11. Common Pitfalls and How to Avoid Them
When building custom regressors, watch out for these issues:
# WRONG: Don't store training data in __init__
class BadRegressor(BaseEstimator, RegressorMixin):
def __init__(self, X, y): # DON'T DO THIS
self.X = X
self.y = y
# RIGHT: Store parameters only
class GoodRegressor(BaseEstimator, RegressorMixin):
def __init__(self, param=1.0):
self.param = param
# WRONG: Don't modify input parameters
class BadRegressor2(BaseEstimator, RegressorMixin):
def __init__(self, param_list=[]): # Mutable default!
self.param_list = param_list
self.param_list.append(1) # Modifying input!

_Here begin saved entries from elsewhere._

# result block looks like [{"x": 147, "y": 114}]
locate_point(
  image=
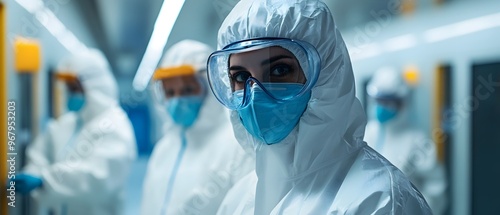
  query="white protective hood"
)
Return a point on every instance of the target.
[
  {"x": 94, "y": 73},
  {"x": 323, "y": 166}
]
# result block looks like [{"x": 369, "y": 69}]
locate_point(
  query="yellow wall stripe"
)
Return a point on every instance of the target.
[{"x": 3, "y": 111}]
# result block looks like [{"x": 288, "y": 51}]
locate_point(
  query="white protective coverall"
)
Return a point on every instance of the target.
[
  {"x": 208, "y": 164},
  {"x": 323, "y": 166},
  {"x": 404, "y": 145},
  {"x": 84, "y": 158}
]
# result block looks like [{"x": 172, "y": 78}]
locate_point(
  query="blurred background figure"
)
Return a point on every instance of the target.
[
  {"x": 392, "y": 134},
  {"x": 198, "y": 160},
  {"x": 79, "y": 165}
]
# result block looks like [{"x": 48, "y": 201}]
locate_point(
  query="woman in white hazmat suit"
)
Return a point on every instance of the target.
[
  {"x": 84, "y": 157},
  {"x": 198, "y": 160},
  {"x": 407, "y": 147},
  {"x": 284, "y": 70}
]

# RIGHT: Copy mutable parameters
class GoodRegressor2(BaseEstimator, RegressorMixin):
def __init__(self, param_list=None):
if param_list is None:
param_list = []
self.param_list = param_list.copy()
# WRONG: Don't forget to return self from fit
class BadRegressor3(BaseEstimator, RegressorMixin):
def fit(self, X, y):
# ... fitting logic ...
pass # Missing return self!
# RIGHT: Always return self
class GoodRegressor3(BaseEstimator, RegressorMixin):
def fit(self, X, y):
# ... fitting logic ...
return self
print("Common pitfalls demonstrated!")
Following these patterns ensures your regressor works properly with scikit-learn.

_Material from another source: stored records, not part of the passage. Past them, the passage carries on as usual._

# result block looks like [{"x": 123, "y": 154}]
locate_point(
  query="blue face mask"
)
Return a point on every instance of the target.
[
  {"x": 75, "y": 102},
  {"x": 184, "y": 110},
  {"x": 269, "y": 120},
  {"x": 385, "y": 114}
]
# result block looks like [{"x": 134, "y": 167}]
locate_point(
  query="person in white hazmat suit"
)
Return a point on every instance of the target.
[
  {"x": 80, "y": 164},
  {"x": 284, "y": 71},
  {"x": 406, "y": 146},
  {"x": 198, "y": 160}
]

12. Extending to Classification and Transformation
The same principles apply to classifiers and transformers:
from sklearn.base import ClassifierMixin, TransformerMixin
# Custom classifier template
class CustomClassifier(BaseEstimator, ClassifierMixin):
def __init__(self, param=1.0):
self.param = param
def fit(self, X, y):
X, y = check_X_y(X, y)
self.classes_ = np.unique(y) # Required for classifiers
self.n_features_in_ = X.shape[1]
self.is_fitted_ = True
return self
def predict(self, X):
check_is_fitted(self)
X = check_array(X)
# Return most common class (dummy implementation)
return np.full(X.shape[0], self.classes_[0])
# Custom transformer template
class CustomTransformer(BaseEstimator, TransformerMixin):
def __init__(self, scale_factor=1.0):
self.scale_factor = scale_factor
def fit(self, X, y=None):
X = check_array(X)
self.n_features_in_ = X.shape[1]
self.is_fitted_ = True
return self
def transform(self, X):
check_is_fitted(self)
X = check_array(X)
return X * self.scale_factor
print("Classifier and transformer templates ready!")
The patterns are nearly identical across all estimator types.
The power of custom regressors isn’t just in solving unique problems – it’s in solving them while keeping all the tools and workflows you already know and love.
Reference: The original concept of scikit-learn’s API design is detailed in the seminal paper “API design for machine learning software: experiences from the scikit-learn project” by Buitinck et al. (2013), which established the principles that make custom estimators so powerful.